İsmi bize çok cafcaflı gelmişti.
Biz kim miyiz?
Karaman Ticaret Lisesi’nin ilk öğrencileriyiz.
Karaman’da, sanırım Jale ismini taşıyan yoktu.
Bu isme Sezen Cumhur Önal’ın buğulu sesiyle anons ettiği radyodan istekler programından aşinaydık: Hale, Lale bir de Jale...
Jale, çiğ demek. Sabahın ilk ışıklarını karşılayan su zerrecikleri yani. Çiçeğe, ağaca, taşa, toprağa hayat veren su damlacıklarıdır, Jale. Asla ağırlıkları yoktur, şeffaftır, her nerede birikmişse yük olmaz, can verir.
Güneşle beraber havaya, suya ve toprağa karışır. O artık gözden ıraktır.
Narin, zayıf bir vücut, sanki şaka yapacakmış ya da el hareketi çekecekmiş gibi hafif öne doğru eğik bir duruş...
Kısık bakışlarının arkasında iç derinliğini ve zekasını gizleyiş...
Bir piyanistin sahip olmak istediği incecik parmaklar...
Otorite kurmak isterken bile gülmemek için kendisiyle mücadele ettiğini ele veren ve dudaklarının kenarına uzanan yüz çizgisi...
Jale Yalçıntaş Hocam, hiç deniz görmemiş, doğduğu şehrin sınırlarından dışarıya çıkmamış gençlere coğrafya anlatacaktı. Üstüne bir de İngilizce derslerine girecekti.

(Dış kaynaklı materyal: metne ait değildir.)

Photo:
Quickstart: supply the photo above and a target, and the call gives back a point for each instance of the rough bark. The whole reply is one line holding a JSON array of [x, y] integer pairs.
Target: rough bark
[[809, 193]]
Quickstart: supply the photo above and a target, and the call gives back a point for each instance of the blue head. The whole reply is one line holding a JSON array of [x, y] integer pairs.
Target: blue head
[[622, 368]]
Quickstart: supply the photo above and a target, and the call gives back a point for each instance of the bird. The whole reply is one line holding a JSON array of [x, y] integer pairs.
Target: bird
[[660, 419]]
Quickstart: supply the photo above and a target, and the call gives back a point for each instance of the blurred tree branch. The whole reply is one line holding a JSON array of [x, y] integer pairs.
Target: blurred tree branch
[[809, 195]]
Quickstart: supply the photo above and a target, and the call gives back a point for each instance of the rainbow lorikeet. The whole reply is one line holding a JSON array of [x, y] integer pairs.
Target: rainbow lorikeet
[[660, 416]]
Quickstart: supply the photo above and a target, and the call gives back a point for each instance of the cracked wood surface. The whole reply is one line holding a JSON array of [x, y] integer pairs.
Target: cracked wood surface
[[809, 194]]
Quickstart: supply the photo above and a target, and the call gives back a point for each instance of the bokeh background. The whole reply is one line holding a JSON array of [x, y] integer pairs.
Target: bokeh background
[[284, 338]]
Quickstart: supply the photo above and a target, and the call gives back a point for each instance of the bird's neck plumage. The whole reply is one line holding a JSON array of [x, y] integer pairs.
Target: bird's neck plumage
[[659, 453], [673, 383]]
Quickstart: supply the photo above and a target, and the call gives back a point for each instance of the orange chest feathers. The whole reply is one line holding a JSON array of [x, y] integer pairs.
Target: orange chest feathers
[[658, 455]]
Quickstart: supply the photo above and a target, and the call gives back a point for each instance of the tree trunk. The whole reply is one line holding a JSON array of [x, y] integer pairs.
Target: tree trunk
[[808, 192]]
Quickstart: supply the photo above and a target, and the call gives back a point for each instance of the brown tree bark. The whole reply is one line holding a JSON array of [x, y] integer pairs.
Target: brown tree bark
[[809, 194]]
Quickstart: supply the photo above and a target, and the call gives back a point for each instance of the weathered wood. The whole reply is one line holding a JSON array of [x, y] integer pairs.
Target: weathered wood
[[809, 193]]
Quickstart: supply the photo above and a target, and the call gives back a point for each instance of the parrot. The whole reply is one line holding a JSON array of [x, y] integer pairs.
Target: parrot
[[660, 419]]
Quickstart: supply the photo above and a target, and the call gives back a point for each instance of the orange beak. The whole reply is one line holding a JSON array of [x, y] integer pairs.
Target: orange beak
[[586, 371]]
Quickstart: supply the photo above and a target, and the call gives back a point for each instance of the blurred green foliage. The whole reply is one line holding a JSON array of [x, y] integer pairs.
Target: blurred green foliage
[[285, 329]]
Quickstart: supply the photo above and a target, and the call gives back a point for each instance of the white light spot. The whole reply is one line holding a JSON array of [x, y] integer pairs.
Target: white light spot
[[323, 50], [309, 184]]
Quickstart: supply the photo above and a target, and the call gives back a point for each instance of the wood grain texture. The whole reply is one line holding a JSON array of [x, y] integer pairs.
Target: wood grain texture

Jale Hocam benim gözümde bir şehir romantiği idi. Sırt çantasını bilmediğim yıllar. Bilsem, elinde valizle gezdirmezdim (!)
Onu ilk gördüğümde, öğretmenlik yerine, elinde valizi, şehir şehir, ülke ülke gezen bir gezgin, özgür ruhlu bir genç rolüne uygun görmüştüm.
Erkeklerde İspanyol paça, kadınlarda vatkalı yıllardı.
Paris’te Aşk Başkadır veya Breakfast at Tiffany’s filmlerini izlemiş olmalıyım ki, Jale Hocam bende Audrey Hepburn çağrışımı yapan naif, tarzı olan, şık, başkentli bir genç kızdı.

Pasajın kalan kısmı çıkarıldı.